During questioning from other council members, Finance Director Ellen McLean acknowledged the refinancing also could hurt the city's standing with New York bond rating agencies, but said the maneuver was needed to keep Murphy's "transitional" budget in balance.

The city's single greatest expense is the $87.8 million in debt payments it must make next year. After the $13 million refinancing, the expense is listed as $74.8 million on the city's books, which is its second biggest expense after $78.5 million in employee benefits next year.

In other budget matters:

McLean said the city might have to increase the city's 1 percent wage tax and cut staffing if it did not receive approval from the state and labor unions approvals for the tax and merger plans by July 1, as Murphy has proposed.

The tax on employer payrolls is estimated to raise $24 million the second half of next year, and the alcohol tax, $5 million. The 1 percent earned income tax is estimated to raise $49 million all next year, or roughly $24.5 million over six months. That means the earned income tax would have to be more than doubled to completely offset the revenues raised by Murphy's new taxes if they failed to win approval. (The city schools charge a 2 percent wage tax, making total wage taxes for city residents 3 percent.)

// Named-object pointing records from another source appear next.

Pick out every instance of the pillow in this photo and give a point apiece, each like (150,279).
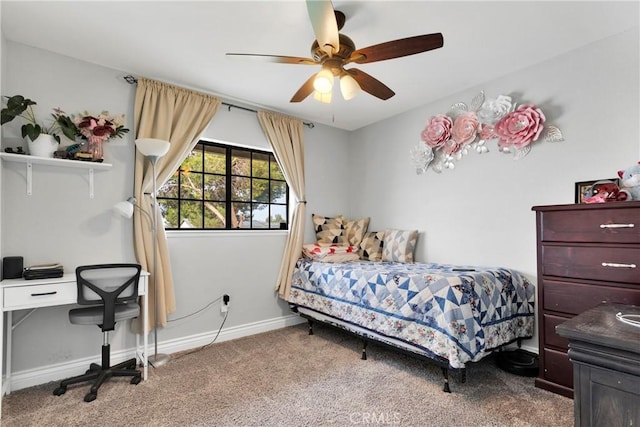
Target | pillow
(354,231)
(330,252)
(371,246)
(399,245)
(328,229)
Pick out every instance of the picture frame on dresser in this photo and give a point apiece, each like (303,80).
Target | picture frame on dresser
(583,188)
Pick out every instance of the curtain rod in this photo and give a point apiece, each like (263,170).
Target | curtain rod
(132,80)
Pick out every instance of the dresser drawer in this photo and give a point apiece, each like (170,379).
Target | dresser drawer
(589,226)
(575,298)
(611,264)
(20,297)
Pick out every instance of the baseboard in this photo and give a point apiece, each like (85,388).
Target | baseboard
(56,372)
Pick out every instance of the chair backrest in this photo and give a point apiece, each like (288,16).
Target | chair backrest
(108,285)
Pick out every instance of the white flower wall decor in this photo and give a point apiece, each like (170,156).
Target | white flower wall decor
(447,138)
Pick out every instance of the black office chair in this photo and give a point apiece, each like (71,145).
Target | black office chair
(112,292)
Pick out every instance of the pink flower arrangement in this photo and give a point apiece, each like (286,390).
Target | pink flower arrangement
(521,127)
(448,137)
(437,131)
(101,127)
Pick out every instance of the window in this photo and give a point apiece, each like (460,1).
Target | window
(222,187)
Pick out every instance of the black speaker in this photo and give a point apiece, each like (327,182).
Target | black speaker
(12,267)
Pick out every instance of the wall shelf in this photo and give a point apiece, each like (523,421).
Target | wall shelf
(29,161)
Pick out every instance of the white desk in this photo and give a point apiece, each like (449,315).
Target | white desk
(19,294)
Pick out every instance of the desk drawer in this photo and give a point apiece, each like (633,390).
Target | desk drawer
(21,297)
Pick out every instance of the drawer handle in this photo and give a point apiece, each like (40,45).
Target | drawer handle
(616,265)
(42,294)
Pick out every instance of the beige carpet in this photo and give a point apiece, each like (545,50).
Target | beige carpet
(288,378)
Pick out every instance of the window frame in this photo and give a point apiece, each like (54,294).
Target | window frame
(230,151)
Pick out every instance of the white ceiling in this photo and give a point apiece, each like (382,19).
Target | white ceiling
(184,43)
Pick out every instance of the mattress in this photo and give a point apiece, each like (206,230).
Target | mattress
(453,312)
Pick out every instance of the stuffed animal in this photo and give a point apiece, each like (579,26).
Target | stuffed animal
(630,181)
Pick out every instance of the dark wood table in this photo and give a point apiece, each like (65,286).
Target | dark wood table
(605,353)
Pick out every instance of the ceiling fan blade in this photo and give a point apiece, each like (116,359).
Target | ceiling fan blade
(370,84)
(325,25)
(397,48)
(273,58)
(305,90)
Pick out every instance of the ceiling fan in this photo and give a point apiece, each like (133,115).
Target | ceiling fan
(333,51)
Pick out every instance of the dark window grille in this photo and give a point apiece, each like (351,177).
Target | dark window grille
(224,187)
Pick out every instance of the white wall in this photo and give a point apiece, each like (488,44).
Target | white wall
(480,212)
(59,222)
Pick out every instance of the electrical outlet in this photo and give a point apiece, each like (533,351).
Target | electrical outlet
(224,307)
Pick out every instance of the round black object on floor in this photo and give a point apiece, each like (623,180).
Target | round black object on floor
(518,362)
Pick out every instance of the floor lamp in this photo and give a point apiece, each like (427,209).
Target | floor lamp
(153,149)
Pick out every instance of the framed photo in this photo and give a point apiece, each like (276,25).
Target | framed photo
(583,188)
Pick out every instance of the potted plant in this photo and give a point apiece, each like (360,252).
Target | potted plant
(42,140)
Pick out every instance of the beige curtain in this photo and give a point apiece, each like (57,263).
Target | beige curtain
(285,136)
(179,116)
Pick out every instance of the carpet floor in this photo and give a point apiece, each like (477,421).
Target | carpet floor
(289,378)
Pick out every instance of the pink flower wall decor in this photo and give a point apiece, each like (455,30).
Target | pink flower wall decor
(520,127)
(437,131)
(465,128)
(447,138)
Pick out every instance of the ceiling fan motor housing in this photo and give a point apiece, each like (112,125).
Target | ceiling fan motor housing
(344,52)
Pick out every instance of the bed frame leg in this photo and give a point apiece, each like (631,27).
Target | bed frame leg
(445,372)
(463,375)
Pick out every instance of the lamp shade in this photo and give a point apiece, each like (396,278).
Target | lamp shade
(323,82)
(325,98)
(152,147)
(348,86)
(125,208)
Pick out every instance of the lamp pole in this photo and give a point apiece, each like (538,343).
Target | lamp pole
(153,149)
(157,359)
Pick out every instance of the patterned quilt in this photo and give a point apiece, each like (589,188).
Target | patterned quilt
(458,313)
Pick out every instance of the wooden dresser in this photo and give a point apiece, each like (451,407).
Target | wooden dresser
(587,254)
(605,353)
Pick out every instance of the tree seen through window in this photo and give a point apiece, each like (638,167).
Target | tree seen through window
(225,187)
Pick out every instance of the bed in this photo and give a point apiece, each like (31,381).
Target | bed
(451,315)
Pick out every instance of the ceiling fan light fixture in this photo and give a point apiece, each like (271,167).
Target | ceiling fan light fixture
(325,97)
(348,86)
(323,82)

City Solicitor Jacqueline Morrow said council was not legally prohibited from including the revenue from Murphy's new taxes in the budget -- which must by law be balanced -- even though the taxes depend on state approval. Council members do not even have to vote on the new taxes themselves unless the state approves them next year.

Councilman Jim Ferlo called raises Murphy awarded to some city department heads "completely illegal" and said administration officials should roll them back next year.

The next budget hearing is Monday. Council canceled its scheduled meetings today and city employees are off Thursday and Friday.